Nobody is perfect, as the old adage says. Except in baseball.
Every now and then a player brushes perfection, but it requires a degree of luck and some precise skills. That kind of precision is at the core of what it takes to perform as a pitcher. It is said that in baseball, any team can win on any given day; there are, however, days when a pitcher completely dominates the opposition.
“They say good pitching can beat good hitting on any given day,” said baseball pitching coach Jeremy Thomas. “I think more than any other player in any other sport, a pitcher in baseball has control over the outcome of the game.”
On March 6 Kolton Mahoney, BYU’s sophomore right-handed starting pitcher, threw the school’s seventh no-hitter of all time against Nicholls State and showed just how dominant a pitcher can be when focused and in the zone.
BYU’s first no-hitter in 25 years
Mahoney’s no-hitter was the first by a BYU pitcher since John DeSilva threw one in 1989 against Colorado State. Through nine innings and 102 pitches Mahoney, retired 29 batters including 11 strikeouts and only two walks.

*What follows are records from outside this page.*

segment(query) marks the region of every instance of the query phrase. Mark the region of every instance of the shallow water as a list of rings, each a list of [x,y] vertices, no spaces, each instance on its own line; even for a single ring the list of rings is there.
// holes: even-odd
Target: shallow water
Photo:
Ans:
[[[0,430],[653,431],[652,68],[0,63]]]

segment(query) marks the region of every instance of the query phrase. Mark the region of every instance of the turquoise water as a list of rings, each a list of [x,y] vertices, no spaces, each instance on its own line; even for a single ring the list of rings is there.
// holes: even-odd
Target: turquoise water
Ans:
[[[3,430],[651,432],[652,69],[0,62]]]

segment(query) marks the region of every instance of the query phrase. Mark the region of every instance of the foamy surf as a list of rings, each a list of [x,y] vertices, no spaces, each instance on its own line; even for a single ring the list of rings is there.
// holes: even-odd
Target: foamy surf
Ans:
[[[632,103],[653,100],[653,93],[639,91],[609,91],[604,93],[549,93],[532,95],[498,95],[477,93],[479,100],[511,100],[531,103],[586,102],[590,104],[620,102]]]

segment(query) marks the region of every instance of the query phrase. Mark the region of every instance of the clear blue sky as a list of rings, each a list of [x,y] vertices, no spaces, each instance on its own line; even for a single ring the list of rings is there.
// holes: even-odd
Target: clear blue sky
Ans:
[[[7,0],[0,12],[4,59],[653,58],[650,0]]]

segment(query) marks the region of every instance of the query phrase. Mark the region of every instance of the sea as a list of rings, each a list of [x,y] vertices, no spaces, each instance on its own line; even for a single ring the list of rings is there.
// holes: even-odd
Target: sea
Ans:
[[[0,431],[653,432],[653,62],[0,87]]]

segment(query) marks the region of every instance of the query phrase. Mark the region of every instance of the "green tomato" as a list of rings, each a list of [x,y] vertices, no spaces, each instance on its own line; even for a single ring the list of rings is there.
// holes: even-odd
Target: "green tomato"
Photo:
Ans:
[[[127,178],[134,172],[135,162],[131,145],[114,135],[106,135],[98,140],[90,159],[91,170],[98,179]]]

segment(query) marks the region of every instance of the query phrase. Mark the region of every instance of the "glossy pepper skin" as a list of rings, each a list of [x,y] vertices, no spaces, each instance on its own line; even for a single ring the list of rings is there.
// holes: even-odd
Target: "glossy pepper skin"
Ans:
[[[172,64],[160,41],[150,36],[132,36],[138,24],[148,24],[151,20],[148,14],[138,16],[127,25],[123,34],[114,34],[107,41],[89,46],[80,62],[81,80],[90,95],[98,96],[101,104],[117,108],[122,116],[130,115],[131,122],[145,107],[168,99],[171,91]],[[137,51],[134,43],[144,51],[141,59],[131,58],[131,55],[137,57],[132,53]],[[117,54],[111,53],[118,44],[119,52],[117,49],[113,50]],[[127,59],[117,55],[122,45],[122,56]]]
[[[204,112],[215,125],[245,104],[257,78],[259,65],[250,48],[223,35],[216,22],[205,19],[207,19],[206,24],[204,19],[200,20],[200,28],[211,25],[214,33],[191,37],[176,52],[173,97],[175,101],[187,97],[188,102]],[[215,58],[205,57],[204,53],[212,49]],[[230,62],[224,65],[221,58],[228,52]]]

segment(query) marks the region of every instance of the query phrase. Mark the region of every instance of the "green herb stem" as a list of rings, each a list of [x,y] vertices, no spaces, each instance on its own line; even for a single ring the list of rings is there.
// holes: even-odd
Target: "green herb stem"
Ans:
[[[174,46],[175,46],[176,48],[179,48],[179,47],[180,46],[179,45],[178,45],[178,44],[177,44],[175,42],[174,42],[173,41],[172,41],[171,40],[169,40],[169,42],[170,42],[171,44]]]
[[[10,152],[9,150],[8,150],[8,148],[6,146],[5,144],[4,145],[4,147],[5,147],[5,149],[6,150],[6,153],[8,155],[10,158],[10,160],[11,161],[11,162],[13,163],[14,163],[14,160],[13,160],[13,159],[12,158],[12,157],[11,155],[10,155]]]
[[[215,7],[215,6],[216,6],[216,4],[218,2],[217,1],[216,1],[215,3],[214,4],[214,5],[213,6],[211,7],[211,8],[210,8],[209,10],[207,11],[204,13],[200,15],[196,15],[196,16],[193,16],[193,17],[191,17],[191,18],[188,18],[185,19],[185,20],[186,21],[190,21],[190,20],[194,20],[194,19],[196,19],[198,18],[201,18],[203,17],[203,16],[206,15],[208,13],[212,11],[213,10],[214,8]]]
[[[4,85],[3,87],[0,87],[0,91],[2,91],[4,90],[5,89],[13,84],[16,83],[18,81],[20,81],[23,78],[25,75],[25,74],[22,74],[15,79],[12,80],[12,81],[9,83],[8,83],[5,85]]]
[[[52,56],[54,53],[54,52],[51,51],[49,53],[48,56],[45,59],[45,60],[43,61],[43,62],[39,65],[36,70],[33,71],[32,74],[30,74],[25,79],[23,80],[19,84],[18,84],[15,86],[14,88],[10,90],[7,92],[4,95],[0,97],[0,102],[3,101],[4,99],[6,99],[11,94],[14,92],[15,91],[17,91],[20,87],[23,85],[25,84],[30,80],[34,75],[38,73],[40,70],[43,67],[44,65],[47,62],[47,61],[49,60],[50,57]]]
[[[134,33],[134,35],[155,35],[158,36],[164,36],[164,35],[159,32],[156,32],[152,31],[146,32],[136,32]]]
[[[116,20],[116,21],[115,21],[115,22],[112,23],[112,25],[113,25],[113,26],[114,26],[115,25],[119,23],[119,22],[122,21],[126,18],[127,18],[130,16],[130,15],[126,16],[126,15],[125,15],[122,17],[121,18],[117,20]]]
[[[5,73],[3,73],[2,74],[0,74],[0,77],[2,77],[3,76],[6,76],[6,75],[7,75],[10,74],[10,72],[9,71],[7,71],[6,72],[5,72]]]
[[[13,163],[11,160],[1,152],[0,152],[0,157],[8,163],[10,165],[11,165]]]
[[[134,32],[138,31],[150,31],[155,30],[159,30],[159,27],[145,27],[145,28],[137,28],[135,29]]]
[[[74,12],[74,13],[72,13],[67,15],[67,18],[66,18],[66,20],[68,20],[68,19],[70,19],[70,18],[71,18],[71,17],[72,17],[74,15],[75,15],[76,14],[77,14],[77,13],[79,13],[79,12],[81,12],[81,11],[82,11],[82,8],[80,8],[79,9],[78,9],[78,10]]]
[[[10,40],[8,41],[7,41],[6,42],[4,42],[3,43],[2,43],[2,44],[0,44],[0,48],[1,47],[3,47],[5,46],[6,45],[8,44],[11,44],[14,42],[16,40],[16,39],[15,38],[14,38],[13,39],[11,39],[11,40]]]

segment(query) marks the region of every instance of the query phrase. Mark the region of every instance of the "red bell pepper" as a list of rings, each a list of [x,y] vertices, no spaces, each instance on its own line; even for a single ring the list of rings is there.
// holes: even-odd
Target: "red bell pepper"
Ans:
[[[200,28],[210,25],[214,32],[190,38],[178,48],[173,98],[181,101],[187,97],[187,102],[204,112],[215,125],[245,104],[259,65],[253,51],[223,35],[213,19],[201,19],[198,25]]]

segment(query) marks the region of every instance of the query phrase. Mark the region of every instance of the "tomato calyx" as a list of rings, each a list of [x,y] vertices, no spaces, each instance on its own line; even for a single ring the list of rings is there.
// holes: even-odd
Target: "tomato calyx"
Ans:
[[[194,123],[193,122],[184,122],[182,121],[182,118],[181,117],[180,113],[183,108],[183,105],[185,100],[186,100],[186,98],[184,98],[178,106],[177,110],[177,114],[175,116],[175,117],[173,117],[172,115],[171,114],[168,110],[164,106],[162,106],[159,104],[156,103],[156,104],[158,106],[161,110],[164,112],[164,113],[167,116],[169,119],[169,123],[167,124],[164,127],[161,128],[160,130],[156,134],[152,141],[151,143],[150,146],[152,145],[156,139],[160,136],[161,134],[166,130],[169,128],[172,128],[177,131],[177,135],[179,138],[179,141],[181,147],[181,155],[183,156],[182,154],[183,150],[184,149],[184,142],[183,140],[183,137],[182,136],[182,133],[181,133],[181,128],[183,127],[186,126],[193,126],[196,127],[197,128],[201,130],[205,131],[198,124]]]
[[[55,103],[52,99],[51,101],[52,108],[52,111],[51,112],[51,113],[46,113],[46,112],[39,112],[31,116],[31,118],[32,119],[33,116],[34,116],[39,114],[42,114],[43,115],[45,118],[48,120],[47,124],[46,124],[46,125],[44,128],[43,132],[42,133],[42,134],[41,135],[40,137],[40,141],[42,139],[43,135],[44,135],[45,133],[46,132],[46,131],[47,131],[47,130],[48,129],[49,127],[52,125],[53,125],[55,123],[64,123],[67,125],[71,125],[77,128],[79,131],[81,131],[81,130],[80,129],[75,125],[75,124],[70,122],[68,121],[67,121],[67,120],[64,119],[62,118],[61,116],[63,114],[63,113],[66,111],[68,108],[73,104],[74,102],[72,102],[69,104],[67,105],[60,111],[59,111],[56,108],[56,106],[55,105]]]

“I didn’t expect to throw a no-hitter,” Mahoney said. “I don’t think anybody ever does.”
The recently returned missionary has made a significant impact since rejoining the team this season, with a fastball that tops out at around 93 mph. Before a rough outing against San Diego on March 15, Mahoney boasted a 2.69 ERA in four starts and has consistently pitched into the sixth inning or longer.
Though Mahoney was firing on all cylinders with all three of his pitches working for him, he couldn’t have accomplished the no-hit game without a stellar defense behind him.
Feats of pitching: A team affair
In the same week Mahoney pitched his no-hitter, there were two perfect games thrown elsewhere in the country. There is a common thread between all perfect games and no-hitters: a great surrounding defense that is imperative to success.
“I think everybody was really in sync and everything was aligned,” said BYU head baseball coach Mike Littlewood. “That’s what has to happen in a perfect game or no-hitter.”
The coordination alluded to by Littlewood is no easy task; Mahoney had to be on the same wavelength with the catcher, Jarrett Jarvis, who had to be in sync with the coach calling each pitch. Developing a perfect rhythm between each of these personnel without missing even one pitch is almost impossible, which is why perfect games and no-hitters are so rare.
“A few great plays for Kolton saved his no-hitter,” Thomas said. “But if our defense doesn’t make those plays behind him, he doesn’t have a no-hitter and it’s just a run-of-the-mill game.”
Bob Noel: The perfect game
The perfect game is a pitching feat that has only been achieved 23 times in Major League Baseball, and it has only happened once at BYU.
“It’s a lucky thing in a lot of ways,” said Bob Noel, the only BYU pitcher to ever throw a perfect game. “But it’s exciting for everyone — everybody is holding their breath.”
Luck may have something to do with it, but Noel’s consistency in 1961 says otherwise. Called “the bulldog” by his former coach and BYU athletic director Glen Tuckett for his competitive nature, he retired 21 batters in a row, including six strikeouts, in a 8-0 victory over Montana. But his performance against Montana wasn’t a one-and-done experience; he had an excellent year contributing to an excellent team.
In his senior year Noel went 7-1 in 1961 with a 1.48 ERA and seven complete games, in addition to his perfect game. The 1961 team not only had stellar pitching but also a dominant offensive force, and BYU qualified for the College World Series but did not go because of the school’s non-Sunday play policy. For Noel, the perfect game was just a cog in the wheel of a great team that year.
“It’s not about what you do; it’s about the team and what the team does,” Noel said. “And that was important to us because we were a pretty good ball club.”
Pitching feats like the no-hitter and perfect game are few and far between, but when they happen, it is one of the most treasured moments in baseball. The coordination of an entire team of nine guys on the field has to be perfectly in sync for these feats to occur, but it comes down to a pitcher doing his job.
“The difference is a lot of other sports are time-based and you can run out the clock,” Thomas said. “Baseball can’t go until the pitcher does something.”
These special moments in baseball are a reminder that no-hitters and perfect games are just parts of a perfect game.